Bu senenin ilk postu kitap yorumu olsun. Sene nasıl başlarsa, öyle gidermiş diye düşündüm :) Çalışma hayatı, ev hayatı derken gerçekten kitap okumaya vakit ayıramıyorum, hele uzun bir roman hiç okuyamıyorum. Başlayıp yarım bıraktığım kitaplar da beni sinir ettiği için tekrar elime alamıyorum.
Ama böyle kısa kısa öykülerden oluşan bu kitap bana çok iyi geldi. Çok sıcacık, çok tebessüm ettirici, çok kendi içimize bakıyormuşuz gibi ve çok, çok, çok minnoş bir öykü kitabı bu.
Bir de sanki çoook eskiden okumuşum ve de aynı zamanda çoook sonra Damla okuyacak gibi..

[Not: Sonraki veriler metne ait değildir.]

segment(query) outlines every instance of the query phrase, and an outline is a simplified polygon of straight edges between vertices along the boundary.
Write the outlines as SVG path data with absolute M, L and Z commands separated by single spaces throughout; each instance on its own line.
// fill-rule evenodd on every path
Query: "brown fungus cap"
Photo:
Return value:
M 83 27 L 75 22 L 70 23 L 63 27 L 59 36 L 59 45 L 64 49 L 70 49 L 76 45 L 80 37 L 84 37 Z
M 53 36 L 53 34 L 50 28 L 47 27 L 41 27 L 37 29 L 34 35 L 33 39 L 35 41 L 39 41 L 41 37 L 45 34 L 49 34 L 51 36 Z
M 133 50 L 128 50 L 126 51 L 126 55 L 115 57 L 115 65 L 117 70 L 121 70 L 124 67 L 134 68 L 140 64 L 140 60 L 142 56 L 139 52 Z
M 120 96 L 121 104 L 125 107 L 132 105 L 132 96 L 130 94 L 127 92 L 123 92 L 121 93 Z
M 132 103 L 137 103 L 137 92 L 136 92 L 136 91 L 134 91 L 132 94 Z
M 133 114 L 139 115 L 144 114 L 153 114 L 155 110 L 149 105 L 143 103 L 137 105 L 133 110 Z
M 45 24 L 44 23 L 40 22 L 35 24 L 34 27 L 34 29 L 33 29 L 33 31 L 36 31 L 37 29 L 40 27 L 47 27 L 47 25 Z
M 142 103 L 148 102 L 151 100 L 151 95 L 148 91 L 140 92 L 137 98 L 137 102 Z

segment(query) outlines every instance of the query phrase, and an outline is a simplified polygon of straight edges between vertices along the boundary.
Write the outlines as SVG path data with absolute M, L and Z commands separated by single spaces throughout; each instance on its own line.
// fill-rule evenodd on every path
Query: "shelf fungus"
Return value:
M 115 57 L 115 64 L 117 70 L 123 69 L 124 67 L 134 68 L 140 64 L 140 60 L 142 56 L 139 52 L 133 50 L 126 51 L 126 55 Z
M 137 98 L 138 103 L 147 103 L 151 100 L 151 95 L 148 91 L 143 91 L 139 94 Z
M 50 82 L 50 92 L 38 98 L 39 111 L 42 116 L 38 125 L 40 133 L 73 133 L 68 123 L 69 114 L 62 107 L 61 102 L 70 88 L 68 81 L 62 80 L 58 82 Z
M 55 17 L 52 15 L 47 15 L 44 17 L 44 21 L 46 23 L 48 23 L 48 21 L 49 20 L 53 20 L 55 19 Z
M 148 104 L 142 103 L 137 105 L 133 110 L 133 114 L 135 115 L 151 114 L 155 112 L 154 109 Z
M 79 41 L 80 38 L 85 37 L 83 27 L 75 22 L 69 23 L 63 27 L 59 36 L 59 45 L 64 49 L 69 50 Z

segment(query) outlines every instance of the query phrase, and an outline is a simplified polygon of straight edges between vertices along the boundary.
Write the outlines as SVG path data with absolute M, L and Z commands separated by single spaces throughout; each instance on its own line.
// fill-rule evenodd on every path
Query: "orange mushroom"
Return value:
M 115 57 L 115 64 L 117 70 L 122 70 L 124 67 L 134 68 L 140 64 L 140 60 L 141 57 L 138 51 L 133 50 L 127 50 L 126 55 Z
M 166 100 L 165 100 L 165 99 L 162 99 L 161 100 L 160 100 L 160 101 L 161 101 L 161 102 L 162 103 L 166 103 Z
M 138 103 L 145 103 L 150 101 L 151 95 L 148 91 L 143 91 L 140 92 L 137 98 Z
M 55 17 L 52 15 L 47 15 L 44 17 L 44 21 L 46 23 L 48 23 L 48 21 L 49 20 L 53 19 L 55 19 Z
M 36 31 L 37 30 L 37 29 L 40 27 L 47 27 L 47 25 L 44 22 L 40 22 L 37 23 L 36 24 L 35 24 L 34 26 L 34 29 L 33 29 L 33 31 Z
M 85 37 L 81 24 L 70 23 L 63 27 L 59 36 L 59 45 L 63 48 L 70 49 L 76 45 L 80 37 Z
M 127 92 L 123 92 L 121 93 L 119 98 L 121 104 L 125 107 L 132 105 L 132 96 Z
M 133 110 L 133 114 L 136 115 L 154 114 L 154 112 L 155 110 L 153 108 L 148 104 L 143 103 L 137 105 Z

Şermin Yaşar, sosyal medyadan tanıyıp ve severek takip ettiğim bir isimdi. İlk anne olduğum dönemlerde bir kaç kitabını da okumuştum ama bu kitap onu benim gözümde daha da değerli kıldı diyebilirim. Edebi kişiliğini daha iyi yansıtmış ya da kalemi daha güçlenmiş diyebiliriz de.
Aziz Nesin öykülerinden nasıl zevk aldıysam bu kitaptaki her bir öyküden de öyle zevk aldım diyebilirim. Kitabın içinde, aşağıda sıraladığım ve parantez içinde de kısa kısa yorumladığım on sekiz öykü bulunmakta;
-Gelirken Ekmek Al (kitaba ismini veren ve benim de favorim olan öyküsü)
-Diğer Müjdatlar Gibi (bu öyküyü okuyunca kitabı elimden bırakamadım)
-Kız Kim? (Aziz nesin öyküleri tadında )
-Yine Muazzez (şiir gibi bir öykü)
-Bize Bi Çay (yeşilçam tadında)
-Barıştık (bu da aile komedisi tadında)
-Sıcacık (pek bi hüzünlü aslında)
-Olanlar Oldu (bu da pek bi matrak)
-Topuğumuz (Kamil bey'in öyküsü)
-Çıkmaz Demeyin (şansınızı deneyin :))
-Aşk Olsun (bence de olsun...öykü bitince ağzını kapatmayı unutma :))
-Babam Yüzünden (Film gibi...))
-Tüh! (Çok tatlı!)
-Armağanın Hediyesi ( çok ironik)
-Tuzlu Fıstık ("fıstık adam şip şap şup "şarkısı eşliğinde okudum :) işte bunlar hep Damla'nın yüzünden :))
-Nihat ve Teselliperver Cemiyeti ( Her eve lazım)
-Pekmez (çok tatlı)
-Aklımda (ladeeees!)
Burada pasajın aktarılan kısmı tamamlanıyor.